Three things you cannot include in a prenuptial agreement

A prenuptial agreement, also known as a prenup, can be a wonderful tool for couples who are hoping to get married. This legally-binding contract allows a couple to define the financial terms of their upcoming marriage, protect assets and outline the expectations should the marriage end in a divorce. In other words, a prenuptial agreement provides the impetus for a couple to talk about their finances before tying the knot.

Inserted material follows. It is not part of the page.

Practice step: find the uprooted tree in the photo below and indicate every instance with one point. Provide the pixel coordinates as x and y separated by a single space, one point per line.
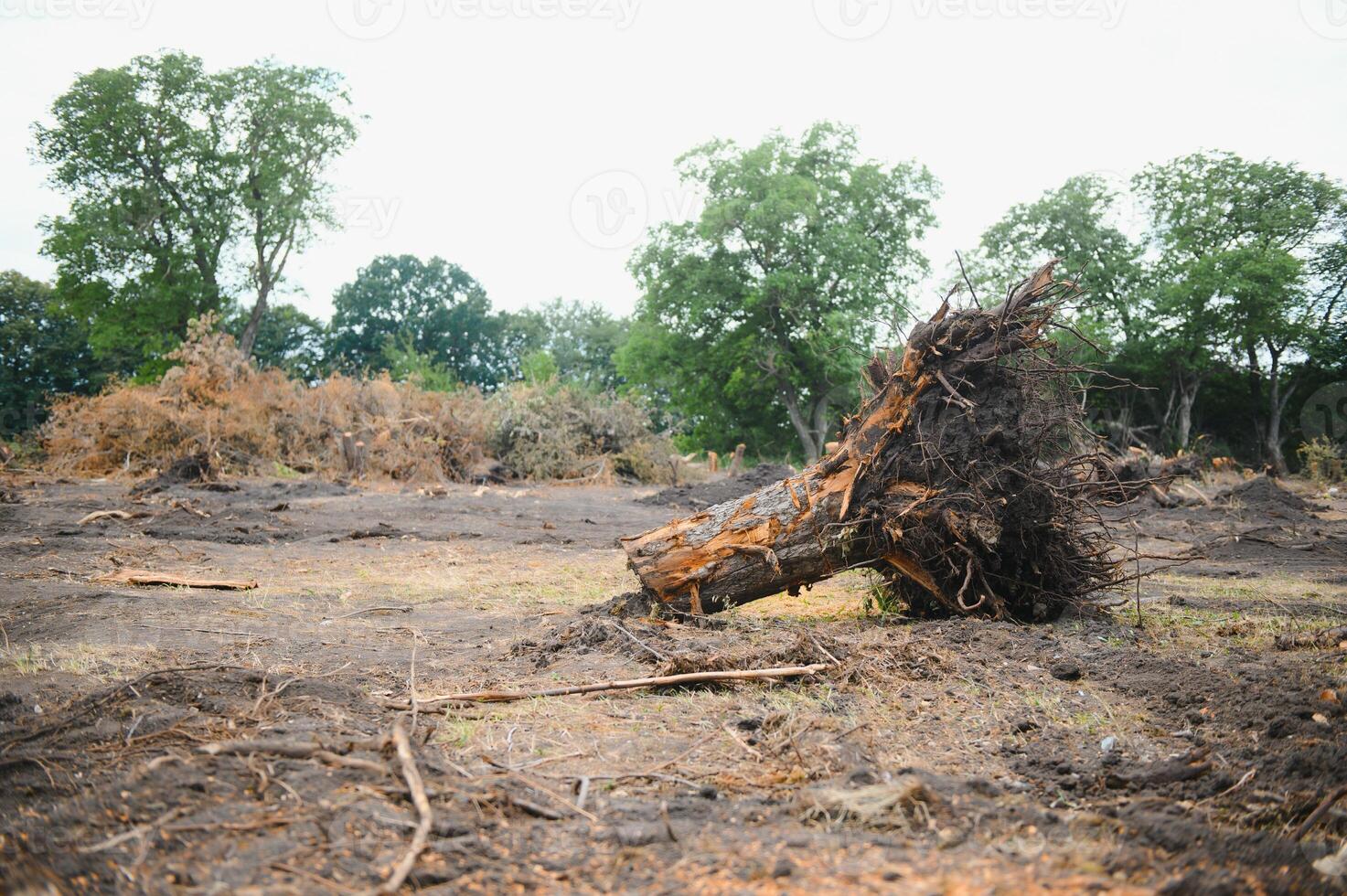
965 478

However, a prenuptial agreement cannot contain everything you want. Including certain terms would make the contract null and void. Here are some of the provisions you cannot include in the prenup agreement.

Family court issues

You cannot include anything related to the future of your children and marriage in the prenup agreement. Specifically, you cannot include child support and related items like custody in the prenuptial agreement. 

Illegal provisions

While this may seem like common sense, most people overlook it. You cannot include anything illegal in the prenuptial agreement. For instance, your prenup cannot invalidate or override existing statutes, Neither can it contain a provision that requires the other spouse to commit a criminal act in return for something. Every term in your agreement must adhere to all local, state, and federal laws.

Incentives for divorce

A prenuptial agreement may not include provisions that promote divorce or separation. Remember, prenups are meant to outline the financial terms in the event of a divorce. The contract will be invalidated if it is seen as a direct inspiration for a divorce. For instance, the contract cannot include terms indicating that one party would receive a certain amount of assets should the marriage end in a divorce.

A prenuptial agreement can help a couple streamline their finances before getting into marriage. However, it is important to understand what you can or cannot include in this document.